Doch auch über die Syrienkrise hinaus mobilisiert die Kommission Mittel. Unter dem Eindruck der hohen Zahlen marokkanischer und algerischer Zuwanderer unter den Neuankömmlingen in Griechenland hat die EU-Kommission am 12. November 2015 zusammen mit einigen europäischen Staats- und Regierungschefs in Valletta (Malta) den „Nothilfe-Treuhandfonds der Europäischen Union zur Unterstützung der Stabilität und zur Bekämpfung der Ursachen von irregulärer Migration und Vertreibungen in Afrika“ eingerichtet. Mit dem Nothilfe-Treuhandfonds sollen die schwächsten und gefährdetsten Länder in verschiedenen Teilen Afrikas unterstützt werden: in der Sahel-Zone, am Horn von Afrika und in Nordafrika.
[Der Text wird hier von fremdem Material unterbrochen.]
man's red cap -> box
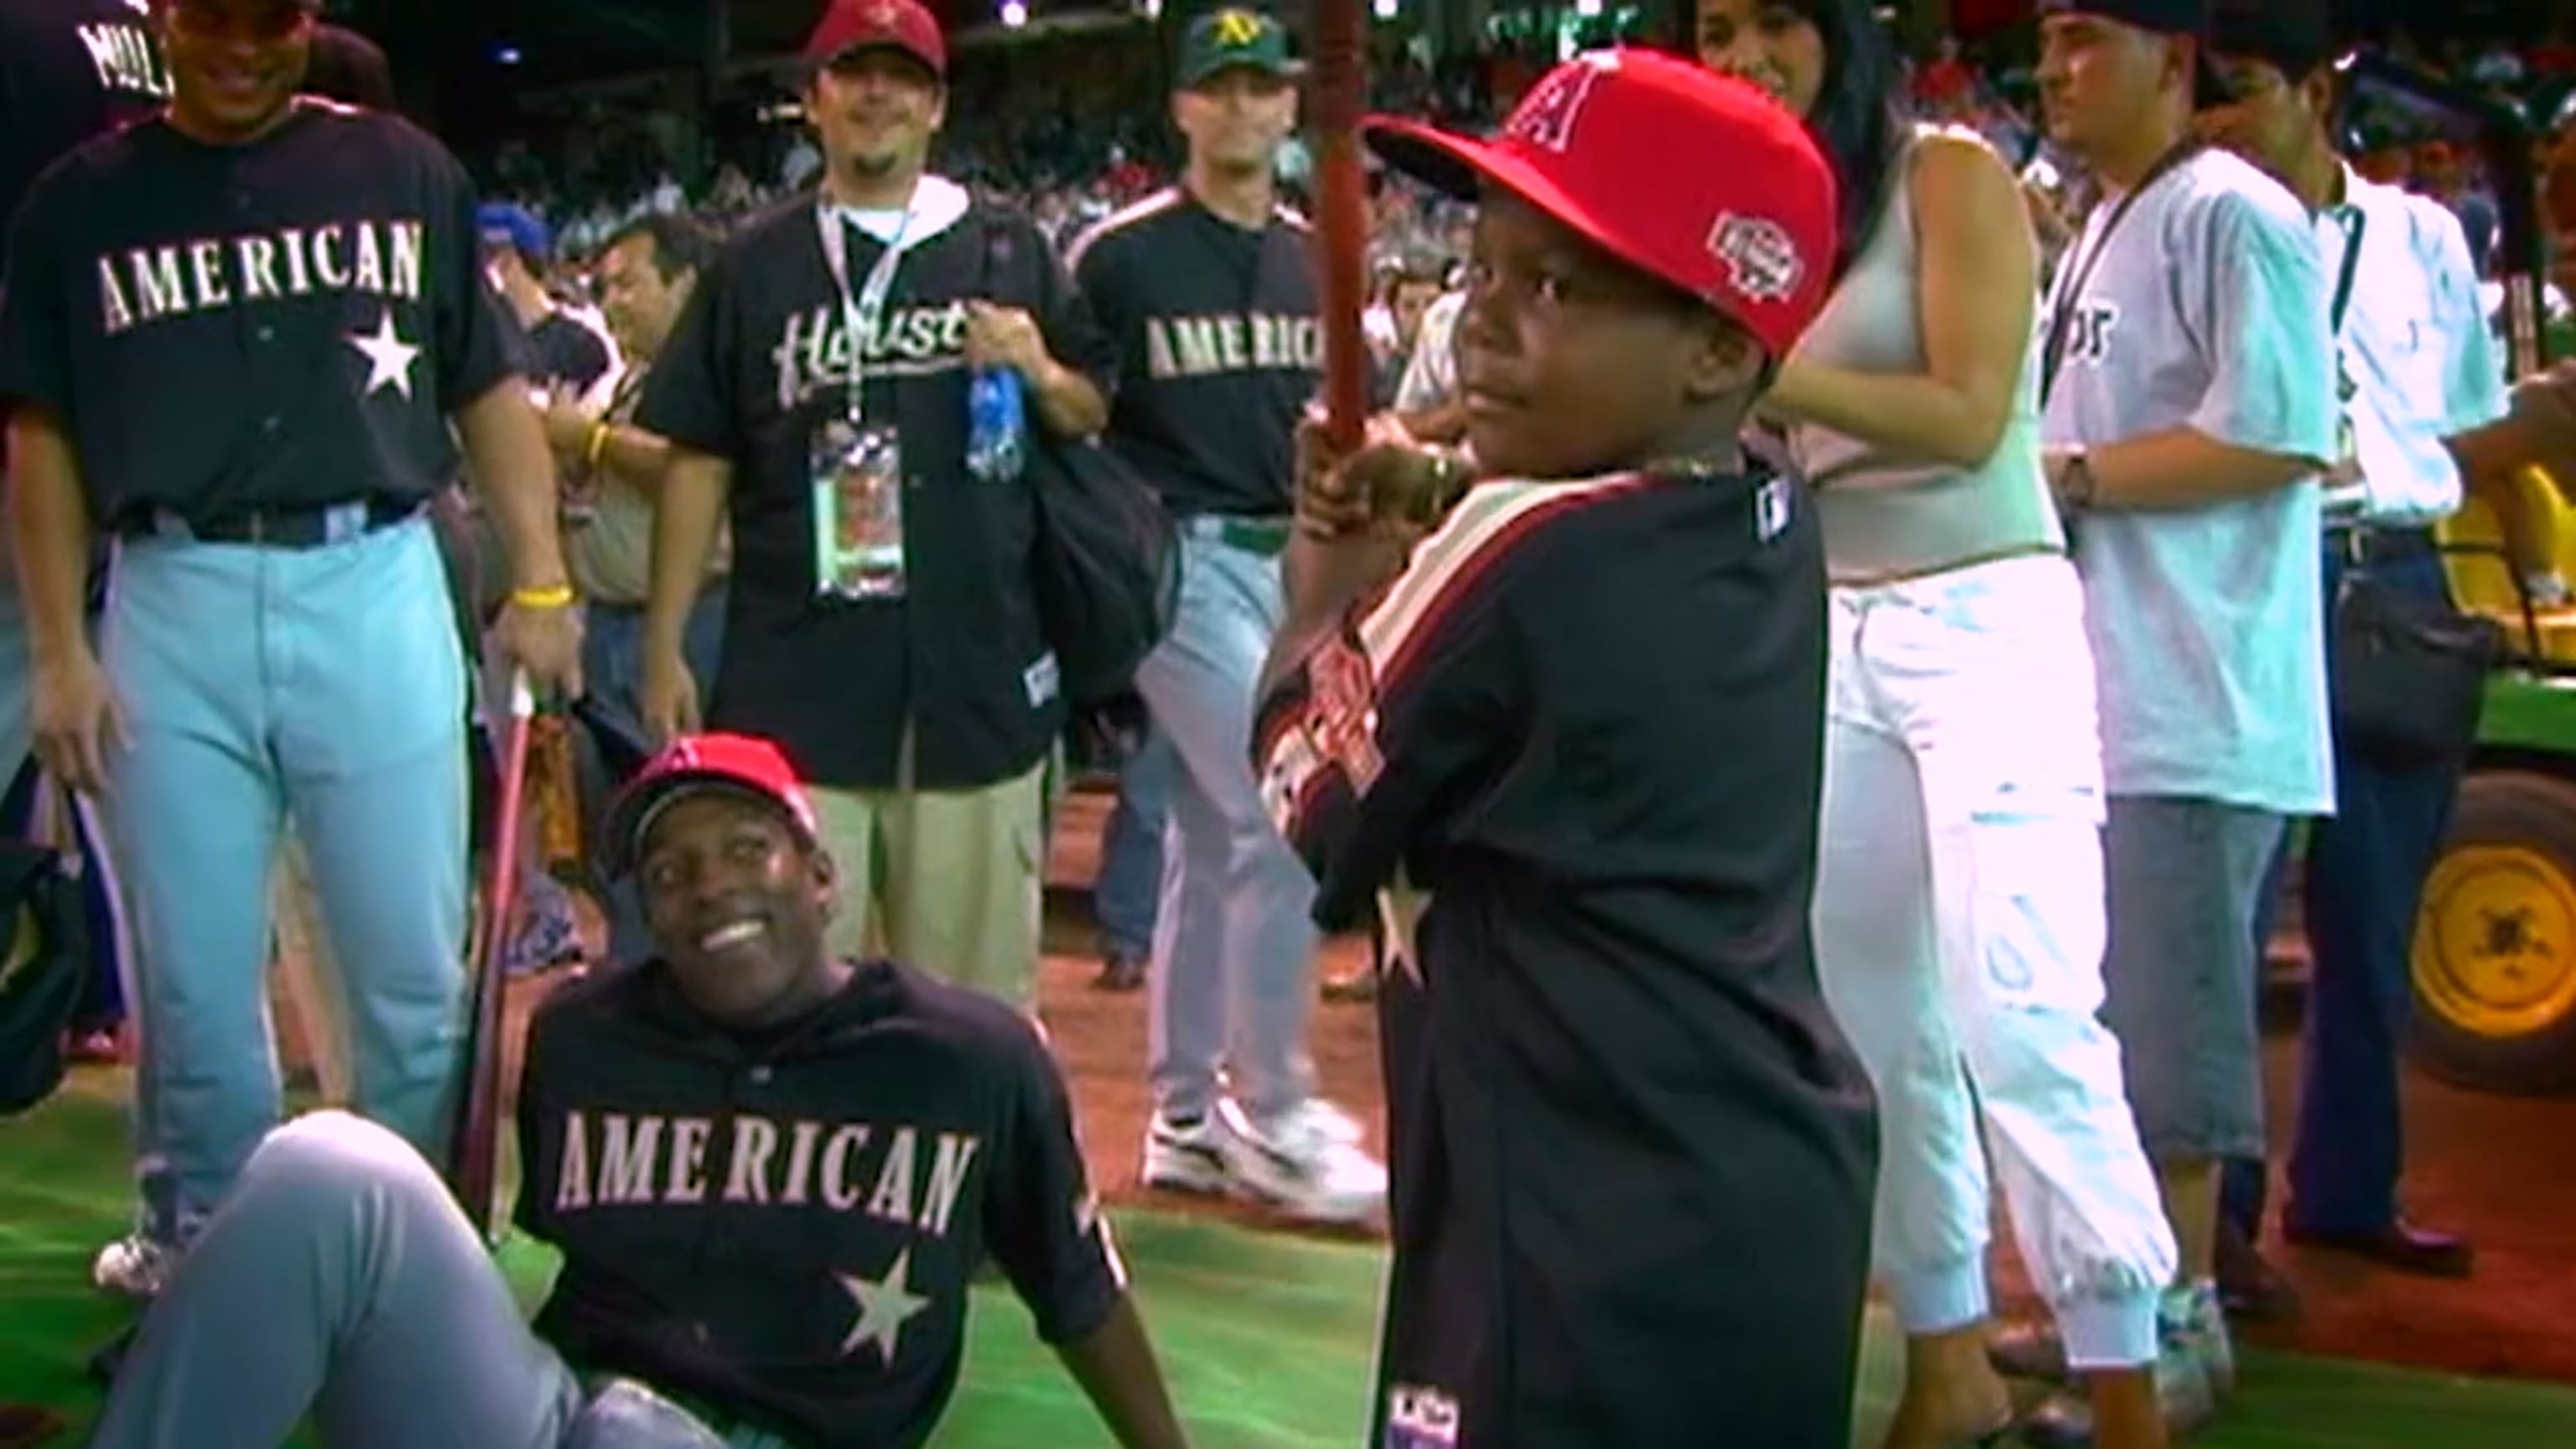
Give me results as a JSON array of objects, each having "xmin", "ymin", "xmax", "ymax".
[
  {"xmin": 605, "ymin": 734, "xmax": 823, "ymax": 879},
  {"xmin": 1363, "ymin": 49, "xmax": 1837, "ymax": 359},
  {"xmin": 804, "ymin": 0, "xmax": 947, "ymax": 79}
]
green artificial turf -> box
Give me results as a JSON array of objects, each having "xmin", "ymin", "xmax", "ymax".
[{"xmin": 6, "ymin": 1078, "xmax": 2575, "ymax": 1446}]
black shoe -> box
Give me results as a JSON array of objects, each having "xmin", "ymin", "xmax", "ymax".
[
  {"xmin": 86, "ymin": 1323, "xmax": 136, "ymax": 1387},
  {"xmin": 2284, "ymin": 1217, "xmax": 2475, "ymax": 1278},
  {"xmin": 1091, "ymin": 952, "xmax": 1147, "ymax": 992},
  {"xmin": 2215, "ymin": 1221, "xmax": 2301, "ymax": 1322}
]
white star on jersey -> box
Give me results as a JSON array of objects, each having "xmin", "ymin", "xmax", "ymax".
[
  {"xmin": 837, "ymin": 1248, "xmax": 932, "ymax": 1364},
  {"xmin": 347, "ymin": 308, "xmax": 420, "ymax": 400}
]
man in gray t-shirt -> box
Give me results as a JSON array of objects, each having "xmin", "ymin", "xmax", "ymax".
[{"xmin": 1995, "ymin": 2, "xmax": 2334, "ymax": 1444}]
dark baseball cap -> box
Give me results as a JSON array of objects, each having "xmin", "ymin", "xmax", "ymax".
[
  {"xmin": 1176, "ymin": 8, "xmax": 1301, "ymax": 90},
  {"xmin": 605, "ymin": 734, "xmax": 823, "ymax": 880},
  {"xmin": 805, "ymin": 0, "xmax": 947, "ymax": 80},
  {"xmin": 2038, "ymin": 0, "xmax": 2233, "ymax": 107},
  {"xmin": 2207, "ymin": 0, "xmax": 2337, "ymax": 81},
  {"xmin": 1364, "ymin": 50, "xmax": 1837, "ymax": 360}
]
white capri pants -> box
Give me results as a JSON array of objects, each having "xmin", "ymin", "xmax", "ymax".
[{"xmin": 1811, "ymin": 553, "xmax": 2177, "ymax": 1368}]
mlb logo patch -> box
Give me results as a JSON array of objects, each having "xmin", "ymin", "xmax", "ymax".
[
  {"xmin": 1707, "ymin": 211, "xmax": 1804, "ymax": 304},
  {"xmin": 1384, "ymin": 1384, "xmax": 1462, "ymax": 1447}
]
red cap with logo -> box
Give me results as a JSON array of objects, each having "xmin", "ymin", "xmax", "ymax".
[
  {"xmin": 1363, "ymin": 49, "xmax": 1837, "ymax": 358},
  {"xmin": 605, "ymin": 734, "xmax": 823, "ymax": 878},
  {"xmin": 804, "ymin": 0, "xmax": 948, "ymax": 79}
]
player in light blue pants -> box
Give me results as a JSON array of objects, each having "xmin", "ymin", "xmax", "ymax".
[{"xmin": 101, "ymin": 517, "xmax": 471, "ymax": 1249}]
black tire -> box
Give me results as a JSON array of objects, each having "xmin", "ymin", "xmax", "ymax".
[{"xmin": 2409, "ymin": 769, "xmax": 2576, "ymax": 1096}]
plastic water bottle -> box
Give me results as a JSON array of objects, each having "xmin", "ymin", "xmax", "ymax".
[{"xmin": 966, "ymin": 367, "xmax": 1028, "ymax": 483}]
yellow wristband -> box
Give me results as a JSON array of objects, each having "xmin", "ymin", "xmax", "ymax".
[
  {"xmin": 584, "ymin": 422, "xmax": 612, "ymax": 470},
  {"xmin": 512, "ymin": 584, "xmax": 576, "ymax": 610}
]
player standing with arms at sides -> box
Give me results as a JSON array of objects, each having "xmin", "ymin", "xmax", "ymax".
[
  {"xmin": 2196, "ymin": 0, "xmax": 2502, "ymax": 1304},
  {"xmin": 1696, "ymin": 1, "xmax": 2178, "ymax": 1445},
  {"xmin": 89, "ymin": 731, "xmax": 1193, "ymax": 1449},
  {"xmin": 0, "ymin": 0, "xmax": 582, "ymax": 1283},
  {"xmin": 637, "ymin": 0, "xmax": 1114, "ymax": 1012},
  {"xmin": 1982, "ymin": 2, "xmax": 2334, "ymax": 1442},
  {"xmin": 1265, "ymin": 50, "xmax": 1876, "ymax": 1446},
  {"xmin": 1067, "ymin": 6, "xmax": 1386, "ymax": 1223}
]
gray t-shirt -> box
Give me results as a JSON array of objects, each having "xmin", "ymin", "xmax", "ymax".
[{"xmin": 2042, "ymin": 147, "xmax": 2335, "ymax": 815}]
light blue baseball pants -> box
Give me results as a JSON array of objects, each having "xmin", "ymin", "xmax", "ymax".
[
  {"xmin": 1133, "ymin": 527, "xmax": 1319, "ymax": 1123},
  {"xmin": 101, "ymin": 512, "xmax": 470, "ymax": 1247}
]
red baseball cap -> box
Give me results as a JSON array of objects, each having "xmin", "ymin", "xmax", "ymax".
[
  {"xmin": 804, "ymin": 0, "xmax": 947, "ymax": 80},
  {"xmin": 605, "ymin": 734, "xmax": 823, "ymax": 879},
  {"xmin": 1363, "ymin": 49, "xmax": 1837, "ymax": 359}
]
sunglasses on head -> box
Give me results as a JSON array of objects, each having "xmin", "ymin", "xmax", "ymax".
[{"xmin": 169, "ymin": 0, "xmax": 315, "ymax": 42}]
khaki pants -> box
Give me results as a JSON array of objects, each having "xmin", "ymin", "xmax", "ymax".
[{"xmin": 811, "ymin": 761, "xmax": 1046, "ymax": 1012}]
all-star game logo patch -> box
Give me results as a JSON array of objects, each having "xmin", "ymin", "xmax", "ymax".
[
  {"xmin": 1707, "ymin": 211, "xmax": 1804, "ymax": 305},
  {"xmin": 1384, "ymin": 1384, "xmax": 1461, "ymax": 1447}
]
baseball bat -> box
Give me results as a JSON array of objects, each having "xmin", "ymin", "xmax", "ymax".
[
  {"xmin": 1310, "ymin": 0, "xmax": 1371, "ymax": 452},
  {"xmin": 449, "ymin": 668, "xmax": 536, "ymax": 1244}
]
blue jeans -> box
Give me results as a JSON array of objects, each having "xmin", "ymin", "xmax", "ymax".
[
  {"xmin": 2225, "ymin": 536, "xmax": 2463, "ymax": 1239},
  {"xmin": 1093, "ymin": 730, "xmax": 1171, "ymax": 960},
  {"xmin": 573, "ymin": 595, "xmax": 726, "ymax": 967}
]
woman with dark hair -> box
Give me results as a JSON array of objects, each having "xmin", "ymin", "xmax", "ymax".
[{"xmin": 1696, "ymin": 3, "xmax": 2179, "ymax": 1447}]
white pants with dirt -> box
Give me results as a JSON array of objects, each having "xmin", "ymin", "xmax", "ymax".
[
  {"xmin": 1134, "ymin": 529, "xmax": 1318, "ymax": 1122},
  {"xmin": 1811, "ymin": 554, "xmax": 2177, "ymax": 1368},
  {"xmin": 91, "ymin": 1111, "xmax": 792, "ymax": 1449},
  {"xmin": 810, "ymin": 760, "xmax": 1046, "ymax": 1012}
]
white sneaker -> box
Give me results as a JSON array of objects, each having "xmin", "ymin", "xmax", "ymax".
[
  {"xmin": 1140, "ymin": 1109, "xmax": 1234, "ymax": 1196},
  {"xmin": 92, "ymin": 1234, "xmax": 174, "ymax": 1301},
  {"xmin": 1217, "ymin": 1098, "xmax": 1387, "ymax": 1225}
]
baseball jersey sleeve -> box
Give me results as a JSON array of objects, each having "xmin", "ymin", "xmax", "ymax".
[
  {"xmin": 635, "ymin": 249, "xmax": 743, "ymax": 460},
  {"xmin": 1253, "ymin": 496, "xmax": 1532, "ymax": 932},
  {"xmin": 425, "ymin": 143, "xmax": 521, "ymax": 412},
  {"xmin": 2185, "ymin": 189, "xmax": 2334, "ymax": 464},
  {"xmin": 1031, "ymin": 222, "xmax": 1118, "ymax": 406},
  {"xmin": 0, "ymin": 183, "xmax": 73, "ymax": 419},
  {"xmin": 982, "ymin": 1019, "xmax": 1125, "ymax": 1346}
]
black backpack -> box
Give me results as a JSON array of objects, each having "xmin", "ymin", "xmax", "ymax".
[{"xmin": 0, "ymin": 836, "xmax": 93, "ymax": 1116}]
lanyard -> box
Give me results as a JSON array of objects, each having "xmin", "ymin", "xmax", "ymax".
[
  {"xmin": 2041, "ymin": 140, "xmax": 2202, "ymax": 407},
  {"xmin": 2325, "ymin": 205, "xmax": 2367, "ymax": 340},
  {"xmin": 816, "ymin": 194, "xmax": 917, "ymax": 426}
]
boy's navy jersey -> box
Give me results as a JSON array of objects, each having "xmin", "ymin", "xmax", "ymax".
[
  {"xmin": 0, "ymin": 99, "xmax": 517, "ymax": 526},
  {"xmin": 638, "ymin": 183, "xmax": 1118, "ymax": 792},
  {"xmin": 1254, "ymin": 469, "xmax": 1877, "ymax": 1447},
  {"xmin": 1069, "ymin": 188, "xmax": 1326, "ymax": 518},
  {"xmin": 514, "ymin": 958, "xmax": 1127, "ymax": 1449},
  {"xmin": 528, "ymin": 309, "xmax": 611, "ymax": 394},
  {"xmin": 0, "ymin": 0, "xmax": 168, "ymax": 253}
]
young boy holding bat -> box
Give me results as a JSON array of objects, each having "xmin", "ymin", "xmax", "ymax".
[
  {"xmin": 86, "ymin": 733, "xmax": 1188, "ymax": 1449},
  {"xmin": 1258, "ymin": 49, "xmax": 1877, "ymax": 1448}
]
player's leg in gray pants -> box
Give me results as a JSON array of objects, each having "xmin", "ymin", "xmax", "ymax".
[
  {"xmin": 1135, "ymin": 530, "xmax": 1319, "ymax": 1121},
  {"xmin": 91, "ymin": 1111, "xmax": 589, "ymax": 1449}
]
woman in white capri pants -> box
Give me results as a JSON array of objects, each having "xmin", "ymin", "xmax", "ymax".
[{"xmin": 1696, "ymin": 3, "xmax": 2178, "ymax": 1446}]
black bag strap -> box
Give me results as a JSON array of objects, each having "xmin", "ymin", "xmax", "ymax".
[{"xmin": 2041, "ymin": 139, "xmax": 2204, "ymax": 408}]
Der Treuhandfonds soll die Stabilität in diesen Regionen fördern und die Migrationssteuerung verbessern. Insbesondere soll er die Ursachen von Destabilisierung, Zwangsvertreibung und irregulärer Migration durch die Förderung von wirtschaftlichen Möglichkeiten, Chancengleichheit, Sicherheit und Entwicklung bekämpfen. Die Europäische Kommission wird für den Fonds aus dem EU-Haushalt und dem Europäischen Entwicklungsfonds (EEF) 1,8 Mrd. EUR bereitstellen. Die EU-Mitgliedstaaten sollten den gleichen Beitrag beisteuern. Die ersten Projekte werden seit Dezember 2015 finanziert.

Es wird also zumindest auf Kommissionsebene versucht, trotz der Zwänge die der mehrjährige Finanzrahmen setzt, flexibel auf die Krise zu reagieren und Gelder zu mobilisieren. Trotzdem wird die humanitäre Herausforderung ohne substantielle Beiträge aus den Mitgliedstaaten nicht zu stemmen sein. Doch trotz zahlreicher Zusagen lässt die Zahlungsmoral oft sehr zu wünschen übrig.